Sam (Javon Walton, li.) hat in Joe (Sylvester Stallone) einen Ersatzvater gefunden. Foto: Amazon/MGM

In „Samaritan“ bei Amazon Prime Video spielt der 76-jährige Sylvester Stallone einen müden Superhelden, der sich mit einem 13-jährigen Jungen anfreundet.

In Granite City hat es einmal einen Superhelden gegeben – einen Hünen namens Samaritan. Und einen Superschurken, den im Zorn auf die ganze Welt verirrten Bruder des Samaritan mit Namen Nemesis. In einem brutalen Endkampf haben beide vor einem Vierteljahrhundert ihr Ende gefunden. So jedenfalls hat es der 13-jährige Sam, der größte Fan des von vielen bereits vergessenen Samaritan, stets erzählt bekommen, von den Medien und von allen abgeklärten Erwachsenen.

Sam aber ist überzeugt davon, dass sein Held nicht untergegangen ist, dass er irgendwo in der Stadt in der Verkleidung eines Normalbürgers lebt. Oft schon glaubte er, den Abgetauchten entdeckt zu haben, das verrät in dem nun bei Amazon Prime gestarteten Spielfilm „Samaritan“ ein langer Zettel mit Namen. Sogar der Pizzalieferant steht darauf. Neuerdings hat Sam einen nahen Nachbarn im Visier, den mit breitem Kreuz durch die Straßen schlurfenden Müllmann Joe, der Weggeworfenes aus den Tonnen zieht, repariert und dann verkauft. Dass Sam (Javon Walton) nicht völlig auf dem Holzweg ist, dürfte jedem Zuschauer schnell klar sein. Joe wird immerhin von Sylvester Stallone verkörpert. Man spielt nicht jahrzehntelang Kinolegenden wie Rocky und Rambo, um sich dann mit Normalem zu begnügen.

Mit den Wölfen heulen?

„Samaritan“ war ursprünglich fürs Kino gedacht, aber dann hat Amazon sich doch bloß zu einer Streaming-Premiere entschlossen. Das schien jene Online-Spötter zu bestätigen, die eine grandiose Peinlichkeit prophezeit hatten: Wie soll sich auch der 76-jährige Stallone seinen Teil vom Superhelden-Kuchen holen, ohne ins Lächerliche abzurutschen?
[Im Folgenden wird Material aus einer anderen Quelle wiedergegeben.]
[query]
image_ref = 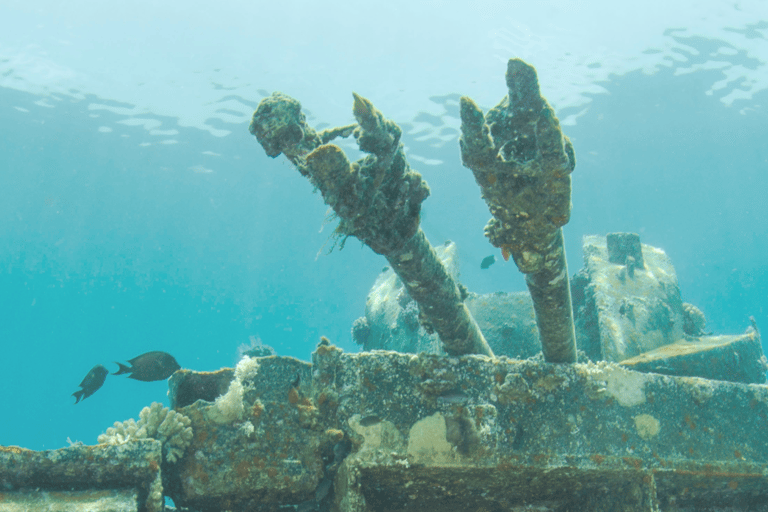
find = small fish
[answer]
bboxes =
[480,254,496,269]
[437,388,470,405]
[359,415,382,427]
[113,351,181,382]
[72,364,109,404]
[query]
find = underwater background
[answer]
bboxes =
[1,1,766,453]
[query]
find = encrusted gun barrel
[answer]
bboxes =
[250,92,493,357]
[459,58,577,363]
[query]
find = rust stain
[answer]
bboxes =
[235,460,250,480]
[252,401,263,420]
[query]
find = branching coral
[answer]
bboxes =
[682,303,707,337]
[98,402,193,463]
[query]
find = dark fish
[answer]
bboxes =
[359,415,382,427]
[72,364,108,404]
[113,351,181,381]
[480,254,496,269]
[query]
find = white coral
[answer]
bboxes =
[206,356,260,425]
[98,402,193,463]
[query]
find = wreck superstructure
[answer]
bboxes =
[1,59,767,512]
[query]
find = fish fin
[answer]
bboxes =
[112,362,131,376]
[72,390,84,404]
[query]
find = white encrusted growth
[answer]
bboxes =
[98,402,193,463]
[146,473,164,512]
[206,355,260,425]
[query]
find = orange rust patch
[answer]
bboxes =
[591,454,605,465]
[621,433,628,443]
[735,450,743,460]
[532,454,549,464]
[494,373,505,384]
[288,387,299,404]
[235,460,251,480]
[149,459,159,472]
[363,376,376,391]
[252,401,264,419]
[728,480,739,490]
[623,457,642,470]
[325,429,344,441]
[187,462,210,485]
[684,415,696,430]
[317,392,328,406]
[487,174,497,186]
[267,467,278,478]
[642,474,652,484]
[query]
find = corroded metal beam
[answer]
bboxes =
[250,93,493,357]
[459,59,577,363]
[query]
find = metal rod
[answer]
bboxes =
[459,58,577,363]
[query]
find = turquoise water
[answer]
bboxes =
[1,1,766,452]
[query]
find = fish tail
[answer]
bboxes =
[72,390,84,404]
[113,362,131,375]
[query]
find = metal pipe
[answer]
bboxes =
[250,92,493,357]
[459,58,577,363]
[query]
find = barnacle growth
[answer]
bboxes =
[459,58,577,363]
[250,92,493,357]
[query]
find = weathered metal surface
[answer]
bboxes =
[459,58,577,363]
[317,348,768,511]
[250,92,492,357]
[161,345,768,510]
[165,355,328,511]
[0,440,162,512]
[353,241,539,358]
[620,331,767,384]
[575,234,686,362]
[0,489,139,512]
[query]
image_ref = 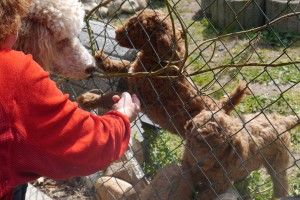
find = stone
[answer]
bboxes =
[95,176,137,200]
[107,0,148,16]
[81,0,98,12]
[137,163,181,200]
[96,7,109,18]
[104,152,148,193]
[83,172,102,190]
[104,162,139,184]
[82,0,148,17]
[217,44,225,51]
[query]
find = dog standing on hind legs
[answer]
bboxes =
[77,9,250,138]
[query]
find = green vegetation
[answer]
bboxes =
[290,171,300,196]
[147,0,167,10]
[261,29,300,47]
[236,90,300,115]
[235,170,273,200]
[235,169,300,200]
[142,128,183,179]
[238,65,300,85]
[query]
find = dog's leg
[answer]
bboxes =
[95,51,130,73]
[219,83,251,114]
[168,157,196,200]
[264,154,289,198]
[77,91,121,110]
[168,170,195,200]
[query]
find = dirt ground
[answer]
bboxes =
[32,177,96,199]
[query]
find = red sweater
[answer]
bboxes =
[0,50,131,199]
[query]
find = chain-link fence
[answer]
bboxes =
[26,0,299,199]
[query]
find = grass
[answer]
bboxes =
[261,30,300,47]
[235,165,300,200]
[290,171,300,196]
[236,170,273,200]
[237,65,300,85]
[147,0,167,10]
[236,90,300,115]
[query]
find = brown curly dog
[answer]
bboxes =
[77,9,250,138]
[168,110,299,200]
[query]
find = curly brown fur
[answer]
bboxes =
[168,111,299,200]
[77,91,120,110]
[219,83,251,114]
[95,50,130,73]
[78,9,250,138]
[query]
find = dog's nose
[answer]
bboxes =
[85,65,97,74]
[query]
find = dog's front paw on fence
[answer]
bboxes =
[77,91,120,110]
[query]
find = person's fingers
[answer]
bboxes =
[131,94,141,110]
[121,92,132,101]
[112,95,121,103]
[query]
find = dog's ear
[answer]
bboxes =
[115,18,145,49]
[15,20,54,70]
[187,120,225,171]
[201,120,235,171]
[155,29,174,56]
[155,26,184,62]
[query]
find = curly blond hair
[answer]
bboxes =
[0,0,32,43]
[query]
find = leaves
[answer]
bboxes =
[142,128,183,179]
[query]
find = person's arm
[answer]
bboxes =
[6,52,137,180]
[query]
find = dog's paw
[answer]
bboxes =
[95,50,130,73]
[77,91,121,110]
[94,51,112,72]
[77,92,101,109]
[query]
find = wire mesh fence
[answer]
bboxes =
[27,0,299,199]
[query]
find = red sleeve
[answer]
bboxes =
[0,51,131,181]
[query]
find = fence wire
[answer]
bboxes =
[30,0,300,199]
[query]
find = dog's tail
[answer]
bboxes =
[219,83,251,114]
[280,115,300,130]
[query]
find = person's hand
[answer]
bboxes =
[112,92,141,122]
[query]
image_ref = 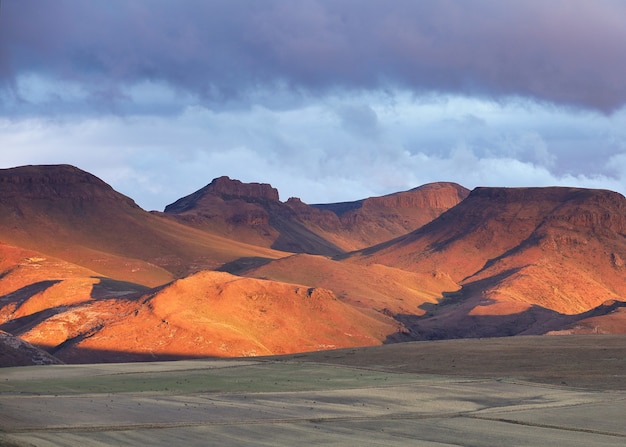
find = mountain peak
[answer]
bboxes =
[0,164,138,207]
[209,176,280,201]
[1,164,110,191]
[164,176,280,213]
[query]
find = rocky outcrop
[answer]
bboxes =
[165,176,279,214]
[313,182,468,216]
[209,176,280,201]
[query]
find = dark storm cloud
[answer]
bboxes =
[2,0,625,112]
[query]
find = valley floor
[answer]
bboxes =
[1,335,625,446]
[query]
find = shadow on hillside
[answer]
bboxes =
[0,305,68,336]
[384,299,626,343]
[90,276,152,299]
[47,346,218,364]
[0,280,61,309]
[0,268,14,281]
[269,215,345,256]
[217,257,276,275]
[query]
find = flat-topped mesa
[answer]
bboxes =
[468,186,626,233]
[164,176,280,214]
[0,164,138,207]
[209,176,279,201]
[1,164,111,192]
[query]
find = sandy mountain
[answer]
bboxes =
[0,242,394,361]
[241,253,458,340]
[345,186,626,338]
[0,165,286,286]
[163,177,468,255]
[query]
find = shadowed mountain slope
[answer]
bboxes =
[163,177,468,254]
[0,330,63,367]
[344,186,626,338]
[0,165,286,286]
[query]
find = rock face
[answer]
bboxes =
[0,164,140,218]
[165,176,280,213]
[1,164,122,193]
[315,182,468,216]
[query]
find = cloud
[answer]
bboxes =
[2,1,626,113]
[1,2,625,210]
[2,91,625,211]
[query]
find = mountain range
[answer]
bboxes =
[1,164,625,365]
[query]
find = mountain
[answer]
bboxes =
[162,176,468,255]
[2,164,626,362]
[344,186,626,338]
[0,165,286,286]
[162,176,344,256]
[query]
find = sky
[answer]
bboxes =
[1,1,625,211]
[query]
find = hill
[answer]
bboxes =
[3,269,392,363]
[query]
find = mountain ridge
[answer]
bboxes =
[163,175,469,253]
[2,164,626,364]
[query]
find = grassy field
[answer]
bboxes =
[1,335,626,446]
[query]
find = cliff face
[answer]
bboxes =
[209,176,280,201]
[165,176,279,214]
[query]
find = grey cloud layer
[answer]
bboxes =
[3,0,626,112]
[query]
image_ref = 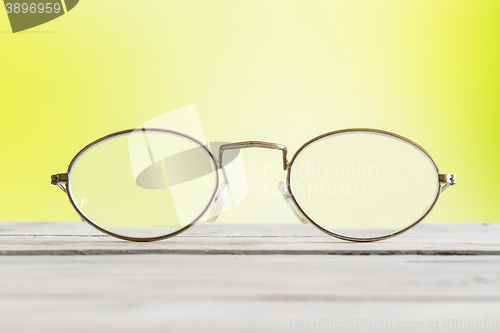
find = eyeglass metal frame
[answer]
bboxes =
[51,128,457,243]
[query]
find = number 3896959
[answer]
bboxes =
[5,3,62,14]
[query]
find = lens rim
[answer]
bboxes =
[65,128,220,242]
[286,128,441,242]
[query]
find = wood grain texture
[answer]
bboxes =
[0,222,499,333]
[0,222,499,255]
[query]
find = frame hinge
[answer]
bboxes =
[50,173,68,193]
[51,173,68,193]
[439,174,457,192]
[439,174,457,185]
[51,173,68,185]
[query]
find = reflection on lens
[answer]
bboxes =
[69,129,217,239]
[290,131,439,239]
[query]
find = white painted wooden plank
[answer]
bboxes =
[1,299,498,333]
[0,223,499,332]
[0,255,499,333]
[0,223,499,255]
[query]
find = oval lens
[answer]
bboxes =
[68,129,218,239]
[290,131,439,239]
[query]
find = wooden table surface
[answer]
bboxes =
[0,222,499,333]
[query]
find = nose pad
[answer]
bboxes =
[278,181,309,224]
[207,182,228,223]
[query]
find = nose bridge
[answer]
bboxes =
[219,141,289,170]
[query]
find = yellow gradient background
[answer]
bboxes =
[0,0,498,223]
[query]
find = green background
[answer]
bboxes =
[0,0,498,223]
Aber der von Julius Avery („Operation: Overlord“) inszenierte „Samaritan“ malt uns Joe zunächst gar nicht als brachialen Wundergreis aus. Es geht vor allem um Sam, dessen alleinerziehende Mutter kaum das Geld für die Miete zusammenbekommt und der sich nun überlegen muss, ob er in einer rauen Nachbarschaft mit den jungen Wölfen heulen und kriminell Kohle machen will. „Samaritan“ hat Züge des Popcorn-Kinos der Achtziger, von Filmen wie „Goonies“ und „Gremlins“, die Unterhaltung für alle bieten wollten, aber speziell eine junge Zielgruppe im Auge hatten und die bei allem Radau ihre Märchenhaftigkeit offen zugaben.

Zuviel B-Movie-Gerappel

Aber nun ist der Schauplatz kein halbwegs heiles Amerika mehr, sondern eine kaputte Stadt mit vielen sozialen Problemen. Joe, der Kaputtes repariert, ist dadurch der richtige Held für diese Welt. Man fragt sich aber, wie Sam es heil bis ins Erwachsenenalter schaffen soll und was ihn erwarten mag.

Leider geht es dann doch los mit den langen Actionsequenzen, mit Rennen, Schießen, Brüllen, Prügeln. In den Comics, die dem Film zugrunde liegen, mag die wachsende Gewalt ironisch wirken, hier passt sie nicht zu den zarteren Tönen des Anfangs. Der von Stallone mit anrührender Müdigkeit und Skepsis ausgestattete Joe hätte Sam einiges zu sagen, spürt man. Aber es geht im Gerappel der B-Movie-Kämpfe unter.